Prenons un exemple volontairement simple et fictif. Imaginons un prestataire qui vise 6 missions par mois à 1 200 € en moyenne. Cela donne 7 200 € de chiffre d'affaires mensuel, soit 86 400 € sur l'année. Si vos charges d'exploitation tournent autour de 4 000 € par mois, l'activité dégage de quoi vous rémunérer. Changez une seule hypothèse, par exemple 4 missions au lieu de 6, et la mécanique entière se recalcule. C'est exactement ce qu'un investisseur veut pouvoir faire en lisant votre dossier.
Un chiffre que vous ne savez pas expliquer est un chiffre que votre interlocuteur ne croira pas.
Pensez aussi au décalage entre la vente et l'encaissement. Une facture émise en janvier mais payée à 60 jours ne remplit votre trésorerie qu'en mars, ce qui creuse un besoin en fonds de roulement à financer. C'est précisément ce que le calcul du BFR permet d'anticiper.

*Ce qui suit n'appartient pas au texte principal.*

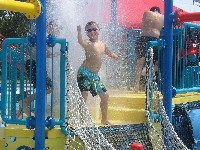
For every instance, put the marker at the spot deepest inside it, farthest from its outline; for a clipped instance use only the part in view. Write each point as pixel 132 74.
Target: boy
pixel 87 77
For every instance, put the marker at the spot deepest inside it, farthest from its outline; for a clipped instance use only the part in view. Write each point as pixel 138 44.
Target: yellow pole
pixel 31 8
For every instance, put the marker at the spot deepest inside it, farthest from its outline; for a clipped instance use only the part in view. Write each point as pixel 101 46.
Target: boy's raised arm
pixel 82 42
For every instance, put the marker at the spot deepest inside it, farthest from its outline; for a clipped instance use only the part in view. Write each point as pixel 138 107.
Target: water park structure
pixel 77 130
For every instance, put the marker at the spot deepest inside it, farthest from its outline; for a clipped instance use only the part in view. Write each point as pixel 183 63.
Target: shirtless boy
pixel 153 22
pixel 87 77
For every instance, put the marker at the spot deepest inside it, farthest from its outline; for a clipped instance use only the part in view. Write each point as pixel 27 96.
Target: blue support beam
pixel 40 79
pixel 166 59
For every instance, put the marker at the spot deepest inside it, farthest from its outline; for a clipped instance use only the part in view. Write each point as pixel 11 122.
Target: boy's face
pixel 92 31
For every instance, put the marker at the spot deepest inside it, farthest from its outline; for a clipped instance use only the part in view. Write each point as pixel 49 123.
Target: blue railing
pixel 16 82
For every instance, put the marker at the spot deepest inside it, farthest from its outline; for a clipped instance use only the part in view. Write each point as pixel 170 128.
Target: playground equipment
pixel 31 9
pixel 75 121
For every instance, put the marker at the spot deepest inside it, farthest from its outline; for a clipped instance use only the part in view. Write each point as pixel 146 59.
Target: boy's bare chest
pixel 98 49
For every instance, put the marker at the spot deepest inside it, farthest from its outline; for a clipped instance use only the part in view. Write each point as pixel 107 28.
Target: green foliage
pixel 13 24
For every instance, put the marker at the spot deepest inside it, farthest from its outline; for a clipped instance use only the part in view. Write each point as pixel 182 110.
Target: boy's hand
pixel 79 28
pixel 116 57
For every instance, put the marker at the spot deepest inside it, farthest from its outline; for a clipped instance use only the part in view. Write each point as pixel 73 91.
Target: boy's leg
pixel 104 108
pixel 138 72
pixel 85 95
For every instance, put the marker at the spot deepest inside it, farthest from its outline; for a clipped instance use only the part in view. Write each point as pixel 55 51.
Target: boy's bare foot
pixel 135 90
pixel 106 122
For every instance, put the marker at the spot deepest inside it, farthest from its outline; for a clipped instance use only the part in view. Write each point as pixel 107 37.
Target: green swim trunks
pixel 89 81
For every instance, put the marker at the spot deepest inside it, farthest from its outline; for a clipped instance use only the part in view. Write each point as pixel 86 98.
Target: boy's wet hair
pixel 155 8
pixel 90 23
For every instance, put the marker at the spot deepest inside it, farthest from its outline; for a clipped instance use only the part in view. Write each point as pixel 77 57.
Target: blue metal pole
pixel 40 78
pixel 167 58
pixel 114 13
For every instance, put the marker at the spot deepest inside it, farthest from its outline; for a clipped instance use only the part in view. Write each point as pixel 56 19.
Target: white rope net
pixel 161 130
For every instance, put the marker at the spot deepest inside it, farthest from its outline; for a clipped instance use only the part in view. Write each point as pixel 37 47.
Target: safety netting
pixel 84 133
pixel 162 133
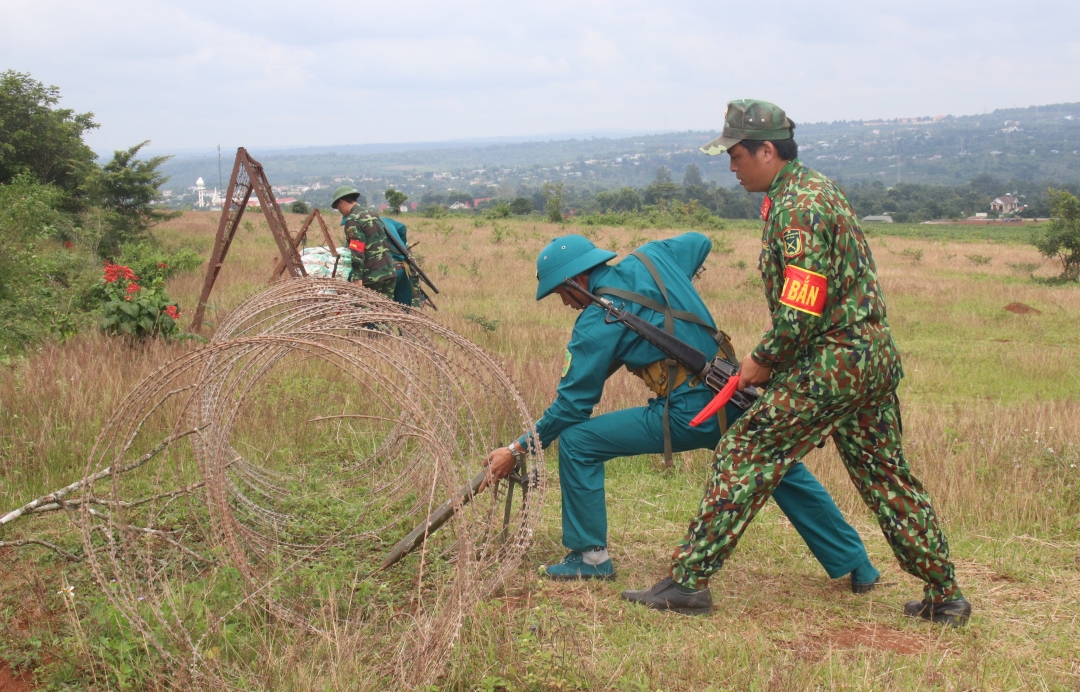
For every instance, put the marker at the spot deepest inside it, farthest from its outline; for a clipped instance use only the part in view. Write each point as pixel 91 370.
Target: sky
pixel 275 75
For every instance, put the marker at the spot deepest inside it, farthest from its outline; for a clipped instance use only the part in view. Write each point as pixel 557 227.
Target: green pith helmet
pixel 343 191
pixel 751 119
pixel 564 258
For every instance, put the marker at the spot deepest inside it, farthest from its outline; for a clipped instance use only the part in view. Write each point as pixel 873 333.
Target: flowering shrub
pixel 134 309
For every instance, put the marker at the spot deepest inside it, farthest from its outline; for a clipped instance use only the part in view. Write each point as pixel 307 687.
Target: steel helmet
pixel 343 191
pixel 566 257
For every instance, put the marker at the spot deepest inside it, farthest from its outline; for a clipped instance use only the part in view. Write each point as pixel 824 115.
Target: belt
pixel 655 376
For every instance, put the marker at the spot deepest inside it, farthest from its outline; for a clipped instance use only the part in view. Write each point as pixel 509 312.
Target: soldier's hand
pixel 499 463
pixel 752 374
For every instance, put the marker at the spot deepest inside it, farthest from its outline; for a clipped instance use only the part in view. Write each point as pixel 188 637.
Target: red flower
pixel 113 272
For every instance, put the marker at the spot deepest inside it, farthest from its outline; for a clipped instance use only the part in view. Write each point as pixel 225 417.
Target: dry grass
pixel 990 414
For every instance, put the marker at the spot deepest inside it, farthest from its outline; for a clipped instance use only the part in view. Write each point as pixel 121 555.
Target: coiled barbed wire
pixel 274 469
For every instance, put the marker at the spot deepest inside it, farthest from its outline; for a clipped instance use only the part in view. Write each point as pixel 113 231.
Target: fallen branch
pixel 57 496
pixel 71 556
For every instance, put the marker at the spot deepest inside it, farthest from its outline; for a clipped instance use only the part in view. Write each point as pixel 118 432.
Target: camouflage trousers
pixel 754 456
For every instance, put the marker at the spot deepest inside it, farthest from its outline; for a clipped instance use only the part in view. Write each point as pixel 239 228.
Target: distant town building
pixel 206 198
pixel 1006 204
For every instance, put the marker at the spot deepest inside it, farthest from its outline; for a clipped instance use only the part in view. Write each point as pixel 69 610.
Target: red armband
pixel 804 290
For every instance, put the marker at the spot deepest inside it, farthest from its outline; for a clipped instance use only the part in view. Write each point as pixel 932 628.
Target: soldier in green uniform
pixel 407 284
pixel 829 368
pixel 373 266
pixel 656 283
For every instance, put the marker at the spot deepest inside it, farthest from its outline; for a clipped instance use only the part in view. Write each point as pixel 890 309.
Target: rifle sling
pixel 670 316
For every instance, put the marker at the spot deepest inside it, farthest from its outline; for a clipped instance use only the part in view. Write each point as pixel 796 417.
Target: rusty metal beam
pixel 279 266
pixel 247 177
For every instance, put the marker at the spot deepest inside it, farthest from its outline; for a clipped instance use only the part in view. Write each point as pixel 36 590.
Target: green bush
pixel 41 277
pixel 134 309
pixel 1061 238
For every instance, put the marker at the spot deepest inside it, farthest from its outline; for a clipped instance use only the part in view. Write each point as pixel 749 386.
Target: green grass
pixel 990 415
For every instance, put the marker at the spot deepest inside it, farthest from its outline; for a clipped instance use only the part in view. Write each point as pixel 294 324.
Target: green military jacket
pixel 829 340
pixel 372 260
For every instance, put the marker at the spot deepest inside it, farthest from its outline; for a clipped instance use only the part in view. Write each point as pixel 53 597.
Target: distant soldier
pixel 373 265
pixel 655 282
pixel 407 286
pixel 829 368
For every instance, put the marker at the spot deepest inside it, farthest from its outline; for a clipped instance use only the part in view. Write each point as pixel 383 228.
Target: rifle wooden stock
pixel 434 520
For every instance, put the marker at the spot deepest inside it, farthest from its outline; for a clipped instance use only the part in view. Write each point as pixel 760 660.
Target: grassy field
pixel 991 414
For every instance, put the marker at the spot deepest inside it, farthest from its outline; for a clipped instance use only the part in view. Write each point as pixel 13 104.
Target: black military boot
pixel 666 596
pixel 954 613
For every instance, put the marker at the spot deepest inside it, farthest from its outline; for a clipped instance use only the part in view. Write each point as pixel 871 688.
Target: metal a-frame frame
pixel 247 177
pixel 279 266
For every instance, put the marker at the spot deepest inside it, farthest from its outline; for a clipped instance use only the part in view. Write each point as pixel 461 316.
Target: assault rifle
pixel 719 376
pixel 403 249
pixel 520 476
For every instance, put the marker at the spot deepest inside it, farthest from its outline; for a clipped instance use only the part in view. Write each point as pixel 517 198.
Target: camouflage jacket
pixel 372 261
pixel 829 339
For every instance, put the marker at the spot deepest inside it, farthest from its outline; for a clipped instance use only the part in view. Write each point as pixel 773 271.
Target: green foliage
pixel 41 140
pixel 553 193
pixel 394 199
pixel 1061 238
pixel 522 205
pixel 40 277
pixel 127 190
pixel 621 200
pixel 133 309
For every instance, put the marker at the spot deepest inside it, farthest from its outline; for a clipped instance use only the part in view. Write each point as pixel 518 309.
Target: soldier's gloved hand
pixel 752 374
pixel 499 463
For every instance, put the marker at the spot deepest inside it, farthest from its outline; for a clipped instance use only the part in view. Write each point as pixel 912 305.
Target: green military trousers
pixel 583 448
pixel 761 450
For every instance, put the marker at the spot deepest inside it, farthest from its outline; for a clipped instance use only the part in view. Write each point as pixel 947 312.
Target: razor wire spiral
pixel 274 465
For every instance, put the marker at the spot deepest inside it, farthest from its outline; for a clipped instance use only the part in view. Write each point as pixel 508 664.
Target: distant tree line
pixel 906 202
pixel 62 214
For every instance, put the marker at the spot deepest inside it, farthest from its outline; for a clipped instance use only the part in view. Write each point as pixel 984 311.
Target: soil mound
pixel 1022 309
pixel 876 637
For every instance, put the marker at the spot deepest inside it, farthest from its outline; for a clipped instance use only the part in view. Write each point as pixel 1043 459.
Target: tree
pixel 40 139
pixel 621 200
pixel 692 177
pixel 456 195
pixel 553 201
pixel 395 199
pixel 522 205
pixel 1062 235
pixel 662 189
pixel 127 190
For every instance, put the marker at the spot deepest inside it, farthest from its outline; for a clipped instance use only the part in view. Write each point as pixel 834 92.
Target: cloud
pixel 326 71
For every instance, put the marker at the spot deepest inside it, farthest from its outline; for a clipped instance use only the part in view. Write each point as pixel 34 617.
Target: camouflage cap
pixel 751 119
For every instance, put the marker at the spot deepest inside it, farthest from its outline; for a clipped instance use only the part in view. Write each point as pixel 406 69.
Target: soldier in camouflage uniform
pixel 829 368
pixel 373 265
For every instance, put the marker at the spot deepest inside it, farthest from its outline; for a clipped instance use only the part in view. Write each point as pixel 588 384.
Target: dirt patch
pixel 11 682
pixel 877 637
pixel 1022 309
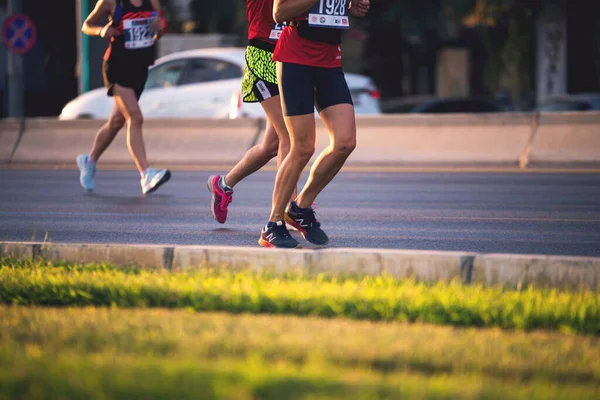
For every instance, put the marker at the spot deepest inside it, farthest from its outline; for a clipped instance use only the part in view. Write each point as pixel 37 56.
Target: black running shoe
pixel 305 220
pixel 277 235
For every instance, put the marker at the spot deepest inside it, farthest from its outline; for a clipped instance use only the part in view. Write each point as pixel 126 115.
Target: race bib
pixel 276 31
pixel 137 33
pixel 329 14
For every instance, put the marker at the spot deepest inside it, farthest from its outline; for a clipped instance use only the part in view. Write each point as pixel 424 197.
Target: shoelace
pixel 310 217
pixel 282 230
pixel 90 168
pixel 226 200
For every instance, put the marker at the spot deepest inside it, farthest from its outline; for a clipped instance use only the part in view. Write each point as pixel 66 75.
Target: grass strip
pixel 104 353
pixel 372 298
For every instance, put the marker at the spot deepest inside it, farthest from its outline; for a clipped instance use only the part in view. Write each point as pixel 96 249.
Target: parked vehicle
pixel 442 105
pixel 570 102
pixel 203 83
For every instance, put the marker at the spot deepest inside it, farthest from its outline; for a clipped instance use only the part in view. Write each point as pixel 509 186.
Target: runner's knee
pixel 116 122
pixel 270 149
pixel 303 151
pixel 345 146
pixel 135 118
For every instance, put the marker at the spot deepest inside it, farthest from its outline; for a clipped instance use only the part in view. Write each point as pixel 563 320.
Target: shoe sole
pixel 264 243
pixel 163 180
pixel 81 168
pixel 293 223
pixel 212 201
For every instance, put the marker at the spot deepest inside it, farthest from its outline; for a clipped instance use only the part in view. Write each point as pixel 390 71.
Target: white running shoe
pixel 154 179
pixel 87 176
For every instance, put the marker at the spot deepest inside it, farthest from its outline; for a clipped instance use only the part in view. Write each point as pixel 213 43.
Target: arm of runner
pixel 359 8
pixel 102 9
pixel 157 24
pixel 286 10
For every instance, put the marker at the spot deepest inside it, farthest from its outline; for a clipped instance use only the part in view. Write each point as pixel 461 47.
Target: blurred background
pixel 422 55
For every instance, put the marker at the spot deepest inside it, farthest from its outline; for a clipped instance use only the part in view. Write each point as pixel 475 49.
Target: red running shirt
pixel 292 48
pixel 260 19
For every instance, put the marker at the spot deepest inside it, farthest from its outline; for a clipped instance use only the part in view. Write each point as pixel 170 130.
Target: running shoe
pixel 277 235
pixel 220 200
pixel 305 220
pixel 154 179
pixel 293 228
pixel 87 172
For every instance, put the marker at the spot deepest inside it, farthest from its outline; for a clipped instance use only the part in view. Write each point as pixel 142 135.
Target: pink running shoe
pixel 220 199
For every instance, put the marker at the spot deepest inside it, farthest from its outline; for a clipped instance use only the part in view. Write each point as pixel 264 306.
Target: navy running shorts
pixel 130 76
pixel 303 88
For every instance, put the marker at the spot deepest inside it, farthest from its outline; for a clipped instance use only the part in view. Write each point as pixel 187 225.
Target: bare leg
pixel 259 155
pixel 340 122
pixel 302 135
pixel 128 104
pixel 107 133
pixel 276 141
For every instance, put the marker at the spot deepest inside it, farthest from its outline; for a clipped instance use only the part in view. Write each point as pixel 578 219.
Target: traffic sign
pixel 19 33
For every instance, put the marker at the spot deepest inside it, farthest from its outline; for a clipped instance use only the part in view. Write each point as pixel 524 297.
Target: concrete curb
pixel 430 266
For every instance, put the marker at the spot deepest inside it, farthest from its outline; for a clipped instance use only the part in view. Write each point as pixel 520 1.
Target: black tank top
pixel 134 43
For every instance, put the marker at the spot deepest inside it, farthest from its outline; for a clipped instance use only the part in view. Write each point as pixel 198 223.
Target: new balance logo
pixel 301 223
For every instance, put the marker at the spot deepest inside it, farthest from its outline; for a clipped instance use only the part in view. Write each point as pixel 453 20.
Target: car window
pixel 202 70
pixel 165 75
pixel 564 106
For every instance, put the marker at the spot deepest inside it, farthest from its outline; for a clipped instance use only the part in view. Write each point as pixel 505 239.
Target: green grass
pixel 108 353
pixel 372 298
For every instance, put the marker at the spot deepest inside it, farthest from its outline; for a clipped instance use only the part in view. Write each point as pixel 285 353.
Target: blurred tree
pixel 214 16
pixel 506 28
pixel 173 24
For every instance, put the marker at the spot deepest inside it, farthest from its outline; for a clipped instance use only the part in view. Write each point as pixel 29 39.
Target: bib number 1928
pixel 329 14
pixel 137 33
pixel 276 31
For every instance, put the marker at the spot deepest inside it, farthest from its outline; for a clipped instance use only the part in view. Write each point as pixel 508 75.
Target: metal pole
pixel 83 43
pixel 15 74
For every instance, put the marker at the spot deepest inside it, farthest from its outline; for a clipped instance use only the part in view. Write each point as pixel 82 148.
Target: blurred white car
pixel 203 83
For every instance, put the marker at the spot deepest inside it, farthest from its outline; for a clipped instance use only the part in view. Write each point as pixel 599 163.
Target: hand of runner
pixel 156 25
pixel 108 31
pixel 359 8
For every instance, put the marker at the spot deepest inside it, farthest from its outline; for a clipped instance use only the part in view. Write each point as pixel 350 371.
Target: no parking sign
pixel 19 33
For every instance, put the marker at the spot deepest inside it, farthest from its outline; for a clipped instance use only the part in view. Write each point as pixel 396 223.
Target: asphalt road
pixel 481 212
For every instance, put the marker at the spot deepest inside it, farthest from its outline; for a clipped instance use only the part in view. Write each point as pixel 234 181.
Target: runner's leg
pixel 340 123
pixel 259 155
pixel 127 102
pixel 107 133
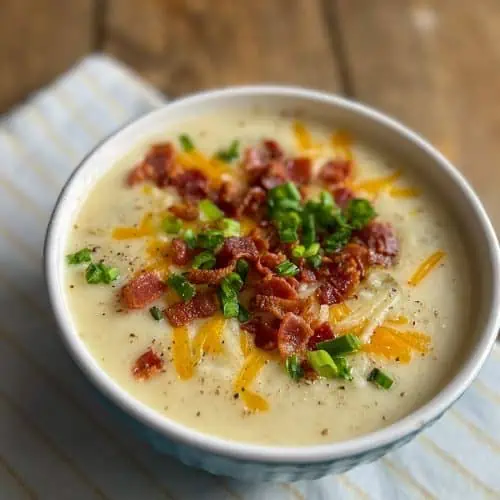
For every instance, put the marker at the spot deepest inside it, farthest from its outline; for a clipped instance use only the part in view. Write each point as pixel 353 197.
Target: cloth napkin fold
pixel 56 442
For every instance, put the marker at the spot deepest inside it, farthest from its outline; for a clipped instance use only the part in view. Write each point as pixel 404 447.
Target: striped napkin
pixel 56 441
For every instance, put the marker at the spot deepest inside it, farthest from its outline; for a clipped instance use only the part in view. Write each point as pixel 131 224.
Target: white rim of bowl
pixel 178 432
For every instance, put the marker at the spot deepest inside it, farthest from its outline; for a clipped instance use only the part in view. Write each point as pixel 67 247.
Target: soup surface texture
pixel 372 266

Faut-il un executive summary et que doit-il contenir ?
Oui, et c'est la page la plus relue de tout le dossier. L'executive summary tient sur une page, se place tout en tête, mais se rédige en dernier, une fois que vous connaissez vos propres conclusions. C'est un peu la quatrième de couverture de votre Business plan : votre interlocuteur a souvent une pile de dossiers à lire et seulement quelques minutes pour se faire une première idée. Son rôle est de donner envie de lire le reste en moins de deux minutes.
Il répond à quelques questions de fond, dans cet ordre :
- quel problème vous résolvez et pour qui ;
- en quoi votre offre est différente de l'existant ;
- quel est le potentiel du marché visé ;
- combien vous demandez et pour financer quoi ;
- quand le projet devient rentable.
Si vous séchez sur cet exercice de condensation, la marche à suivre est détaillée dans notre article dédié pour faire un executive summary efficace.
Comment présenter et défendre votre Business plan à l’oral ?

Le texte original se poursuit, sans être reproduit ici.